Bu kadarla da kalmayıp, birkaç şehir ismi vererek bu numaralara ait sinyallerin uydu üzerinden alındığını ve takip edildiğini, kendi güvenliği için kurbandan bir an önce bilgileri vermesini de istiyor.
İçine şüphe düşüp, gerçekten Emniyet mensubu olup olmadığını soranlar için ise yanıtları çoktan hazır. Gizli istihbarat servisinden, bilmem kaç sicil numarasına sahip filanca isimli görevli olduğunu bir çırpıda anlatıyor. Hatta bir mobil telefon numarası da veriyor.
ARANAN KURBANLARIN YARISI OLTAYA TAKILIYOR
İşte bu tuzağa düşüp, dolandırıcının istediği bilgileri verenler yandı. Zira o bilgilerle kurbanın banka hesabı boşalmaya, adına alış veriş yapılmaya çoktan başlanıyor. Hatta telefon alımı, kredi kullanımı gibi başvurular için zemin ise hazır hale getiriliyor.
Peki, bu durumda yapacağınız ilk şey ne olmalı? Böyle bir telefon aldığınızda
"155 Polis İmdat" telefonunu aramak, ya da en yakın karakola gidip bilgi vermek.
Bakın
Ankara Emniyeti Dolandırıcılık Masası yetkilileri ne diyor;
"Her gün onlarca kişinin bu şeklide arandığını biliyoruz. Kimi, dolandırıcılara kanıp kimlik bilgilerini veriyor, soyulduğunu anladığı an bize başvuruyor. Kimi de telefonla arayan kişiye inanmayıp doğrudan bize ulaşıyor. Maalesef arananların yarısı kanıp, bilgilerini vererek mağdur duruma düşüyor."

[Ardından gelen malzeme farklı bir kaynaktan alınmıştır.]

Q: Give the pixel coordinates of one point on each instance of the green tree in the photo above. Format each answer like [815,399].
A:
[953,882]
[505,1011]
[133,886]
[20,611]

KIZ ARKADAŞIMLA BULUŞACAĞIM PARAM YOK DERSE İNANMAYIN!
Gelelim ikinci dolandırıcılık vakasına... Dev alışveriş merkezlerinin otoparkında arabasıyla dolaşan temiz yüzlü bazı gençler, havalimanın gümrüksüz mağazalarından birinde çalıştığını, elinde fotoğraf makinesi, video kamera gibi elektronik eşyalar ile parfümler olduğunu belirtip, çok ucuz fiyata satabileceğini söylüyor. Akşam kız arkadaşıyla buluşacağı için nakit paraya ihtiyacı olduğunu, o yüzden çok ucuza verdiğini vurgulamaktan da geri kalmıyor. Piyasada 700 Euro’ya satılan video kamerasını 100 Euro’ya, 150 Euro’luk parfümü ise 60 Euro’dan satabileceğini belirtirken, pazarlık marjı da bırakıyor.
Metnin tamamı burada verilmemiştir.